The Ottawa Waterworks Building is a historic waterworks in eastern Ottawa, Ohio, United States. Built in 1904,[1] it is Putnam County's oldest water pumping facility; as the first significant water-related public works project in Ottawa, it enabled the creation of a municipal water system in the village. In its earliest years, the waterworks sheltered equipment used to pump water from municipal wells.[2]
A single-story structure,[2] the Ottawa Waterworks Building is a brick structure, nine bays wide, which rests on a stone foundation. Protected by a roof of ceramic tiles, the building is decorated with stone and wooden elements.[3] The Waterworks Building served as Ottawa's primary water pumping facility for approximately seventy years, remaining active until a new waterworks was completed in the mid-1970s. Since that time, it has been used as storage for equipment and spare machinery for the water system.[2]

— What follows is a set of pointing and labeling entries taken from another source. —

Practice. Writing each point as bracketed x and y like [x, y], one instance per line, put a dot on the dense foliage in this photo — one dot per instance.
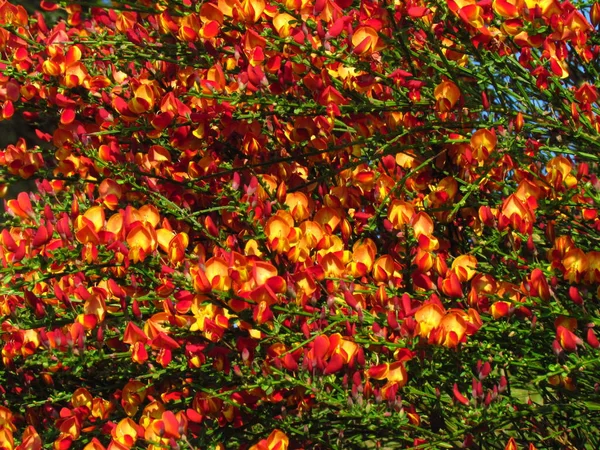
[301, 224]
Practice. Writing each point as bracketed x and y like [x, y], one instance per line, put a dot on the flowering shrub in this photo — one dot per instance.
[301, 224]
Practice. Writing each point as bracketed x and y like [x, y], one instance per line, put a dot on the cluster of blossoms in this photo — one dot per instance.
[275, 225]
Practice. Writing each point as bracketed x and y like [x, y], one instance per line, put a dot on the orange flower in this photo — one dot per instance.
[277, 440]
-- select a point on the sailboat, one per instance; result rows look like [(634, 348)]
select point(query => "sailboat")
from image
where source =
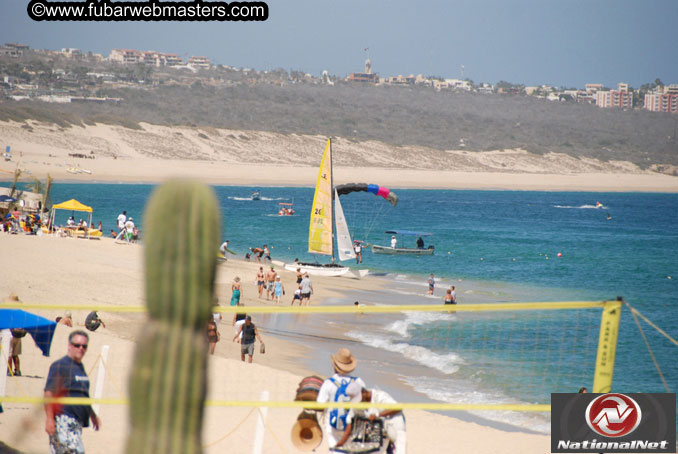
[(321, 232)]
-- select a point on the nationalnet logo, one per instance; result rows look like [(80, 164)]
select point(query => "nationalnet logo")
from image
[(613, 423), (613, 415)]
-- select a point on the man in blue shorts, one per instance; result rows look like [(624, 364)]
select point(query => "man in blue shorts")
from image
[(67, 378)]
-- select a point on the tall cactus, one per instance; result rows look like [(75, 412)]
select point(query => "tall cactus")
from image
[(168, 382)]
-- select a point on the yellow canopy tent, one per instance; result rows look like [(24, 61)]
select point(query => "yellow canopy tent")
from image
[(74, 205)]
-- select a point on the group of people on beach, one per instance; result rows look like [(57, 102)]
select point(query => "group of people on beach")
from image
[(259, 252), (245, 331), (271, 281)]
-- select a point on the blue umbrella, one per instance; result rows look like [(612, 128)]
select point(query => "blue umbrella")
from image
[(40, 328)]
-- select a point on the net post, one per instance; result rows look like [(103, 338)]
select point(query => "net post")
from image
[(260, 430), (101, 377), (607, 346)]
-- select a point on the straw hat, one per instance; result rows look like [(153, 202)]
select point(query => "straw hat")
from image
[(344, 362), (12, 298), (306, 433)]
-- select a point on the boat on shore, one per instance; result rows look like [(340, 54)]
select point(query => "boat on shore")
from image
[(419, 248), (326, 209)]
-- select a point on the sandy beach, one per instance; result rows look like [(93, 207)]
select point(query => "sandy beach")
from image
[(48, 270), (254, 158)]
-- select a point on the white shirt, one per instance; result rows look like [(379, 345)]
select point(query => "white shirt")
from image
[(306, 285), (392, 425), (223, 247), (326, 394)]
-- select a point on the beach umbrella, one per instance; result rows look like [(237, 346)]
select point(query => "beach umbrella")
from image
[(40, 328)]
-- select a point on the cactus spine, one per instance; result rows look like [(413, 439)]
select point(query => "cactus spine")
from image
[(169, 379)]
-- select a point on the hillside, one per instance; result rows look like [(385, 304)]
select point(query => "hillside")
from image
[(393, 115)]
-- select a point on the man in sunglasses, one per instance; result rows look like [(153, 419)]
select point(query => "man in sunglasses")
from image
[(67, 378)]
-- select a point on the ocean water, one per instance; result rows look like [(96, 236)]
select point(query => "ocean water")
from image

In 1976, the Ottawa Waterworks Building was listed on the National Register of Historic Places.[1] It qualified for inclusion both because of its architecture and because of its place in local history:[3] it was deemed a fine example of a local public works building, and its role as the area's first water pumping station has made it a leading example of the development of early twentieth-century Putnam County.[2] Today, the Waterworks Building lies in a municipal park.[4]